Fort probablement, tout ce beau monde va s’entendre pour se repartir les sièges et les circonscriptions grâce à diverses combinaisons. L’objectif étant de quadriller et de contrôler le territoire afin de ne laisser aucune miette à l’opposition. De cette manière, on perdure au pouvoir et on en jouit de tous les avantages, comme cela s’est vu lors des deux années et demie de transition.

Quelle est la différence entre la feuille de route de la Sadc et celle du régime de transition ? La première inclut les mouvances Zafy, Ratsiraka et Ravalomanana et ouvre la voie à une transition concertée. La seconde refuse cette ouverture, n’entend faire aucune concession à l’opposition et ne vise qu’à monopoliser le pouvoir à des fins personnelles. On notera qu’en lançant leurs invitations, les Ray aman-dReny Mijoro et Finona ont cité incidemment les trois mouvances parmi d’autres entités, sans insister outre mesure sur ce point pourtant crucial.

Avant de se lancer dans la signature unilatérale de la feuille de route, Andry Rajoelina n’a pas tendu la main aux opposants et n’a esquissé aucun geste de rapprochement dans leur direction. Dans les vraies démocraties pourtant, avant d’entreprendre une opération qui engage l’avenir de la nation, le chef de l’Etat se concerte avec les principaux chefs de l’opposition. Rien de tel chez nous, ce qui laisse planer un doute sur les convictions démocratiques et les capacités d’homme d’Etat du chef de la transition. Mais aussi sur sa volonté réelle d’implanter le changement au pays…

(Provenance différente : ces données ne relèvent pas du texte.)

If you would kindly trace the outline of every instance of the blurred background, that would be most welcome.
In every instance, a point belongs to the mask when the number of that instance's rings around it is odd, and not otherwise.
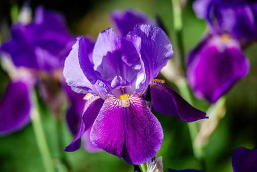
[[[20,9],[24,2],[24,1],[0,1],[0,15],[8,27],[12,24],[12,14],[15,13],[17,9]],[[189,0],[183,9],[183,39],[186,52],[197,45],[204,36],[207,28],[205,21],[198,19],[195,16],[192,9],[192,3],[193,1]],[[170,1],[38,0],[31,1],[30,4],[33,12],[38,5],[42,5],[47,10],[61,12],[65,16],[73,34],[76,36],[89,35],[96,39],[100,32],[112,26],[109,14],[112,10],[139,9],[152,19],[157,16],[159,17],[173,46],[174,56],[176,56],[177,45],[173,29]],[[2,33],[1,36],[0,43],[8,38],[10,35]],[[251,149],[257,145],[256,44],[247,47],[244,52],[250,60],[250,70],[247,76],[226,94],[226,115],[203,149],[207,171],[232,171],[233,151],[238,147]],[[0,78],[0,98],[2,98],[9,77],[1,67]],[[166,84],[178,91],[175,85],[168,81]],[[204,100],[195,100],[196,107],[202,111],[205,111],[209,105]],[[44,105],[42,107],[44,113],[42,122],[47,140],[54,163],[58,164],[60,162],[58,158],[59,152],[56,139],[57,126],[51,112],[47,108],[44,108]],[[193,155],[186,123],[156,113],[154,114],[160,121],[164,134],[161,148],[157,154],[157,156],[163,157],[163,169],[201,169],[200,163]],[[62,123],[62,134],[64,136],[63,145],[66,146],[72,141],[73,136],[64,119]],[[81,148],[73,152],[64,151],[64,153],[74,171],[133,171],[133,165],[128,165],[123,160],[104,151],[89,153]],[[31,124],[19,131],[0,137],[0,171],[44,171]]]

La signature unilatérale de la feuille de route n’installera pas la paix et la concorde, contrairement à ce qu’a annoncé hier le chef de la transition. Les explosions de grenade par-ci par-là et les rumeurs de coup d’Etat dans l’Armée indiquent que la « sortie de crise » ne sera pas de tout repos. La méthode du régime, fondée sur l’exclusion et non sur la réconciliation, nourrit la rancœur et l’amertume et pourrait de nouveau déboucher sur une tumultueuse conjoncture de violence.

Quelle idée, en tout cas, d’instrumentaliser les Ray aman-dReny Mijoro pour lancer à la cantonade une invitation aux trois mouvances. Au palais d’Ambohitsorohitra, on semble ignorer que le vrai Ray aman-dReny, c’est… Andry Rajoelina.